BEFORE YOU START: Please note that although I currently volunteer for both the Stroke Association and Age UK, the views expressed in this blog are strictly my own. I am not a spokesperson for either (or, indeed, for any) organisation. I am based in the UK and the blog therefore has a UK bias - I've tried to use the Glossary to explain any terms which might be ambiguous, but if you think there is anything I've missed, please message me. Lastly, you'll find typos here, although I do my best to correct them. There are reasons for this, which you'll discover as you read.

Saturday, 26 May 2018


I must admit that a while ago (it was probably pre-Brexit-referendum) I was looking for facts about the European Parliament. I know that for this body, the UK votes proportionally, but only really based on a "list" system.

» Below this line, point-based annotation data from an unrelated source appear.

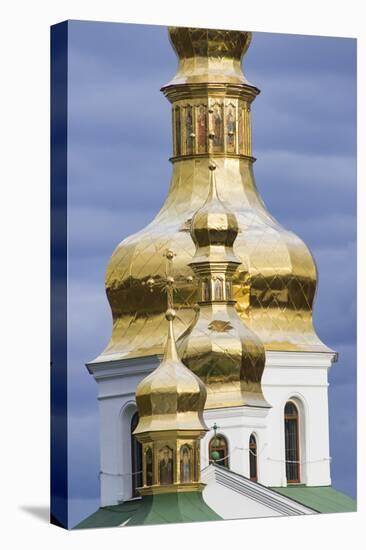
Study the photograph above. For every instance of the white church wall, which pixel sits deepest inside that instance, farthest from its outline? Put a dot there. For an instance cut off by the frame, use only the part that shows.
(298, 376)
(117, 384)
(302, 378)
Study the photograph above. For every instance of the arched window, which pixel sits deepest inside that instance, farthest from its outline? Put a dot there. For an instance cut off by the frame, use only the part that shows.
(136, 458)
(218, 451)
(292, 444)
(166, 466)
(253, 468)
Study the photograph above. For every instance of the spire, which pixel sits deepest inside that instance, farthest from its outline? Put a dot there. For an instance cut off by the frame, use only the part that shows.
(170, 404)
(220, 348)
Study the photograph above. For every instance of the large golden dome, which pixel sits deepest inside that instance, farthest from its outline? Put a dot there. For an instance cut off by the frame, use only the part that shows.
(275, 284)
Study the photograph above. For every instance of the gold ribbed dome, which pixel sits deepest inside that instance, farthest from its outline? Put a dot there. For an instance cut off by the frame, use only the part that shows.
(171, 397)
(207, 55)
(275, 283)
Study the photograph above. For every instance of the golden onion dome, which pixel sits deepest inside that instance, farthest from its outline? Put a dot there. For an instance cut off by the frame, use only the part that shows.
(171, 397)
(275, 284)
(227, 356)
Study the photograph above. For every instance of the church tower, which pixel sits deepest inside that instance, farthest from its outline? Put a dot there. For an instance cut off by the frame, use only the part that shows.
(267, 405)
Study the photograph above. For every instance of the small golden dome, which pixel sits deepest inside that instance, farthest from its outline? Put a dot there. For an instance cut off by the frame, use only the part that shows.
(213, 224)
(171, 397)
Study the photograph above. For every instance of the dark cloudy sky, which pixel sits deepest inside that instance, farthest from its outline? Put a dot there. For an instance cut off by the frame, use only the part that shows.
(304, 137)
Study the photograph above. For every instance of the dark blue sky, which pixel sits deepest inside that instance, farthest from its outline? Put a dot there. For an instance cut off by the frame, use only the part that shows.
(304, 137)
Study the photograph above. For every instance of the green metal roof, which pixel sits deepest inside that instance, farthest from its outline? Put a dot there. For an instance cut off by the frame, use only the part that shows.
(153, 510)
(110, 516)
(173, 508)
(321, 499)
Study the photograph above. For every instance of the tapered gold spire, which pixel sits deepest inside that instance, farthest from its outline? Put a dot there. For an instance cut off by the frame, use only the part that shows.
(220, 348)
(170, 403)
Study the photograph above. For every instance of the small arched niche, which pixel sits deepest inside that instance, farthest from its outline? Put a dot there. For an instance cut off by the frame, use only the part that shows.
(219, 450)
(253, 458)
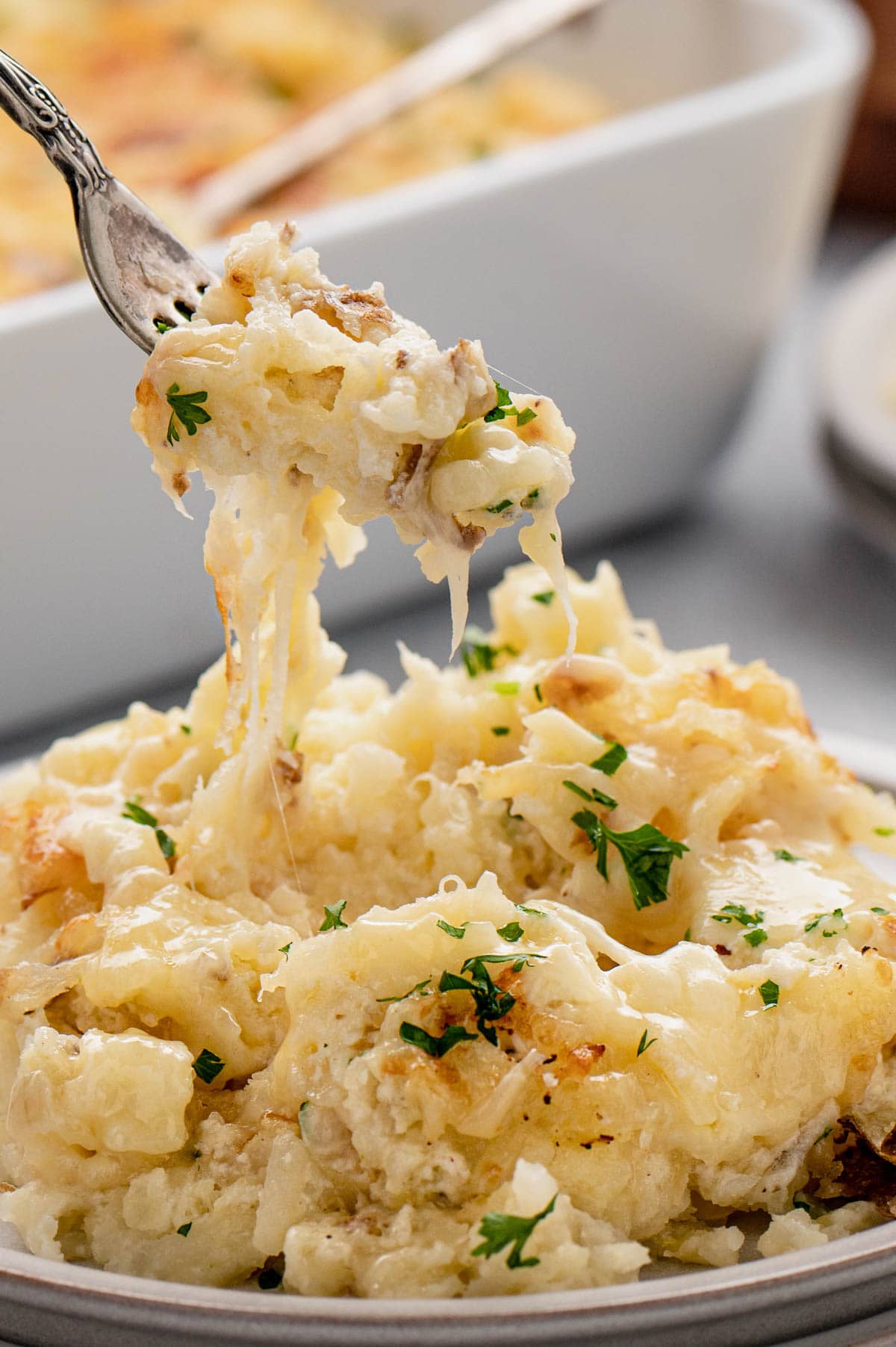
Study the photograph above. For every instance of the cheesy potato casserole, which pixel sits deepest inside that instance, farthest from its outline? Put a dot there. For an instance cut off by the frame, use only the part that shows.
(172, 92)
(551, 963)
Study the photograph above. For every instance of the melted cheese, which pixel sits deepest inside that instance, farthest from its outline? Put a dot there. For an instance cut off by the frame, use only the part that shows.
(234, 1039)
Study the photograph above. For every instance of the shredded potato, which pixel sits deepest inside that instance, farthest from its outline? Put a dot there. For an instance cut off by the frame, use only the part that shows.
(514, 980)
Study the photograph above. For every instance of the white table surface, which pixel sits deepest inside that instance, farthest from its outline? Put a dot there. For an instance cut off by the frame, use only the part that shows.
(763, 558)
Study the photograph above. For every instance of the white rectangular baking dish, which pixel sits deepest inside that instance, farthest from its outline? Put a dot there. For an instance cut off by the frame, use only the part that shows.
(634, 270)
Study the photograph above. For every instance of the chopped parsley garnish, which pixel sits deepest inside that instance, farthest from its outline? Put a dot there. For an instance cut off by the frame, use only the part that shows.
(755, 938)
(511, 933)
(166, 844)
(737, 912)
(134, 810)
(491, 1003)
(647, 856)
(504, 407)
(406, 995)
(333, 916)
(208, 1066)
(455, 933)
(479, 656)
(611, 762)
(435, 1047)
(837, 915)
(770, 993)
(499, 1231)
(186, 408)
(591, 795)
(517, 961)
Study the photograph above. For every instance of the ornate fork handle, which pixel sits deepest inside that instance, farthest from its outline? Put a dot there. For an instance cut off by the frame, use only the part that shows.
(37, 111)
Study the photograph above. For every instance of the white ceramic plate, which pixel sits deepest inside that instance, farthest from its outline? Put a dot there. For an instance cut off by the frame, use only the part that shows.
(841, 1295)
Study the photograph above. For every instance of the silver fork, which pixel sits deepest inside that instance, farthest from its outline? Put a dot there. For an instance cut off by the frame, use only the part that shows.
(144, 278)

I think with this system, the devil is in the detail. Imagine if the proportion of votes cast elected 5 of your delegates - you'd be pretty upset if you were Delegate #6 on the list. So I think how you build your list in the first place is pretty crucial. Historically, the largest parties are no good, because their list is passed down from their party hierarchy. So, basically, if you're a safe pair of hands, well-in with the leader, then you're going to be seen far more favourably than a rabble-rouser.

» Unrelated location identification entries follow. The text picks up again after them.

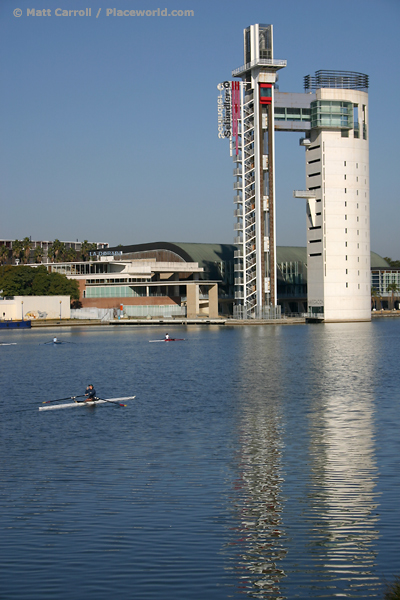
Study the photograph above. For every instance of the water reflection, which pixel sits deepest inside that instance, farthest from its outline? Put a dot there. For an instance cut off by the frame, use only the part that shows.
(258, 504)
(343, 499)
(305, 498)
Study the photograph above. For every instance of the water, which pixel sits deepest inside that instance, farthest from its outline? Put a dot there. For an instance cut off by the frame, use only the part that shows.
(259, 461)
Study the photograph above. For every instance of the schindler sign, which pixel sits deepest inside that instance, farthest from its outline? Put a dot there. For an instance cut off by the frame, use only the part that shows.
(228, 110)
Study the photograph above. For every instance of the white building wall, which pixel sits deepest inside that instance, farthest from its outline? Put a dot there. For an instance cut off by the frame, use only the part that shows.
(35, 307)
(339, 279)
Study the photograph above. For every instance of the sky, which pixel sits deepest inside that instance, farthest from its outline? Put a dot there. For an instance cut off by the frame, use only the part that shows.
(108, 125)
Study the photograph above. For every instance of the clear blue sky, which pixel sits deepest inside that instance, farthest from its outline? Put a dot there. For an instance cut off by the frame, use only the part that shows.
(108, 126)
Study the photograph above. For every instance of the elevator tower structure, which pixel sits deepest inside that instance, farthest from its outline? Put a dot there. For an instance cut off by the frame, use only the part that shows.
(254, 185)
(332, 114)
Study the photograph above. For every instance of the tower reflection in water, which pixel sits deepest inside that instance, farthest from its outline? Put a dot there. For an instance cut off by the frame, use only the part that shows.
(343, 499)
(257, 501)
(306, 510)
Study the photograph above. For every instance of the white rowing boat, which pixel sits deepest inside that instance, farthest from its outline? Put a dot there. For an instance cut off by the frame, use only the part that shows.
(94, 403)
(169, 340)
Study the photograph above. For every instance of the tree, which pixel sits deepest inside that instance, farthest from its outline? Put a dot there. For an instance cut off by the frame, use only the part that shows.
(17, 250)
(4, 252)
(86, 249)
(71, 255)
(56, 251)
(394, 288)
(38, 254)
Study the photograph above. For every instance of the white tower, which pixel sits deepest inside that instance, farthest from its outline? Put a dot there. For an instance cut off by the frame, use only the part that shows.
(337, 175)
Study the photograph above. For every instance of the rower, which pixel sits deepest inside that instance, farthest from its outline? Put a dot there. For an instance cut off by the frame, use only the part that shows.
(90, 393)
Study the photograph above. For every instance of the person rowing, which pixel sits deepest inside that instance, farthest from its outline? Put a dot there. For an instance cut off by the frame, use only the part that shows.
(90, 394)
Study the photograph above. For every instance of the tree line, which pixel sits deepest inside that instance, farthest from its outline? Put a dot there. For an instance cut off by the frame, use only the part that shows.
(35, 281)
(58, 252)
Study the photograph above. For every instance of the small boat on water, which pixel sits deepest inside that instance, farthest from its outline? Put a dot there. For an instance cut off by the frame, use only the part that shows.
(115, 401)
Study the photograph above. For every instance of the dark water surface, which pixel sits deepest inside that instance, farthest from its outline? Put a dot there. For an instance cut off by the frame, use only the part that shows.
(254, 461)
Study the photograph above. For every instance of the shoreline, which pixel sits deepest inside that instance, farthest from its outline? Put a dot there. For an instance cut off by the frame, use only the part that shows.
(199, 321)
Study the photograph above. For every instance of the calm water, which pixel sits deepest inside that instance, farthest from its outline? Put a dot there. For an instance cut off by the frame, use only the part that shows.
(258, 461)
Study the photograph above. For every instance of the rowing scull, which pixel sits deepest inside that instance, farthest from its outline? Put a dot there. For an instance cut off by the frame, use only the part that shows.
(94, 403)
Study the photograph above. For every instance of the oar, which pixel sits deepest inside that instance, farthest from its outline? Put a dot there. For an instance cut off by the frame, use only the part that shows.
(115, 403)
(60, 399)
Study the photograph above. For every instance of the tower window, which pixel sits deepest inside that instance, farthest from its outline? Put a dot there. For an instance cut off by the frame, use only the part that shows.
(265, 93)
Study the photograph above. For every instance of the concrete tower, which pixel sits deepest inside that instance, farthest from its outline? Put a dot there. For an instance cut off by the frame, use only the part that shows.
(337, 175)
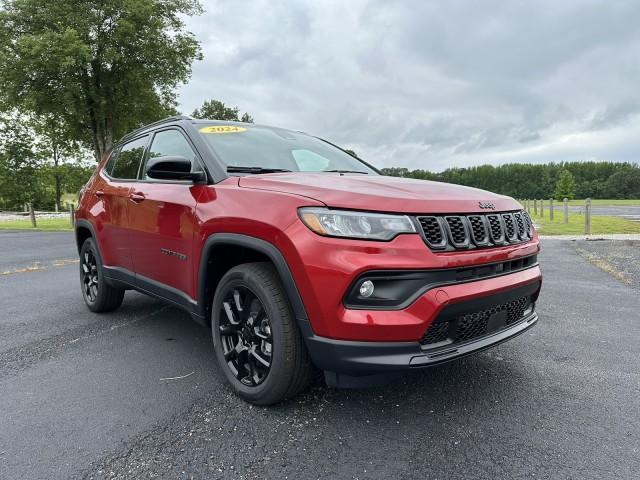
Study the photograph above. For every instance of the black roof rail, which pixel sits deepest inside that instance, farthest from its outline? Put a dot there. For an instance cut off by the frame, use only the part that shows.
(173, 118)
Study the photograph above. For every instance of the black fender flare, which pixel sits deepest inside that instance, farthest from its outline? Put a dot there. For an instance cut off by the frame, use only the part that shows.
(84, 224)
(264, 247)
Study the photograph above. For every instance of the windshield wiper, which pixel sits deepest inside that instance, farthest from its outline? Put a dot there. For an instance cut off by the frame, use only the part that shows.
(239, 169)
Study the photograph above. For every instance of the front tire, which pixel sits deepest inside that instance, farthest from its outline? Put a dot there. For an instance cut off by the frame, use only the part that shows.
(97, 293)
(256, 339)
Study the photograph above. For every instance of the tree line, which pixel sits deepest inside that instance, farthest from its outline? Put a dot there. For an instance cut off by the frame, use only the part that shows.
(525, 180)
(76, 75)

I thought the Greens might be different (another reason to vote for them). So I posed the question via an email. This was to their central greenparty.org.uk email address, so presumamly went to someone at head office. I waited, and eventually got a response. "It varies by region", they said, and helpfully gave me a contact email for the south-west region. So I tried again, but this time didn't get a response. Strange, I was even in the Party at the time, so if that's how important your supporters are....

Anyway, I let it go. What else could I do?

Then, again, a month or so ago, I found the local branch of my Green Party on Facebook. Last week, somebody posted one of these "party political broadcasts" to the group. It was a poster which reflected how Green activists had been involved in thwarting fracking - I think members were supposed to nod approval, and carry on. For me, though, the issue is interesting because the government have obviously given their permission to go ahead, and yet local people (I assume it's local people) have tried to use direct action to stop them. So for me, it raises the bigger question of when we'd find it permissible for local protesters to defy the government. So I asked that question. Several days later, I'd had just one response to the question, despite it being seen by around 20 people. That disappointed me. I might have offended people in the way I asked the question, although I tried not to. You can judge for yourselves, by reading some of my posts, whether you think this might be the case. Or (worse), people didn't think we should be asking questions. But I think that's perfectly acceptable - how else does a child learn? Or (worse still) maybe none of the viewers knew an answer? A lot of people interested in politics behave like sheep, I think, but I'd always thought the Greens to be more thoughtful than that. Perhaps we just naturally think of "our" party as better than the others, but that's just perception? Maybe everyone who read the post just agreed with the respondent? Possibly, but there were no visible signs of that. I'll have never met any of these people, as I'm not able to get a bus at night, so maybe they don't want to engage with a stranger? But I'm happy to, and I'm the guy who doesn't communicate as well as I used to, I'm the guy who had the stroke.

It's already been 18 months since I paid any subscription to the Green Party, I guess I need to consider my links severed.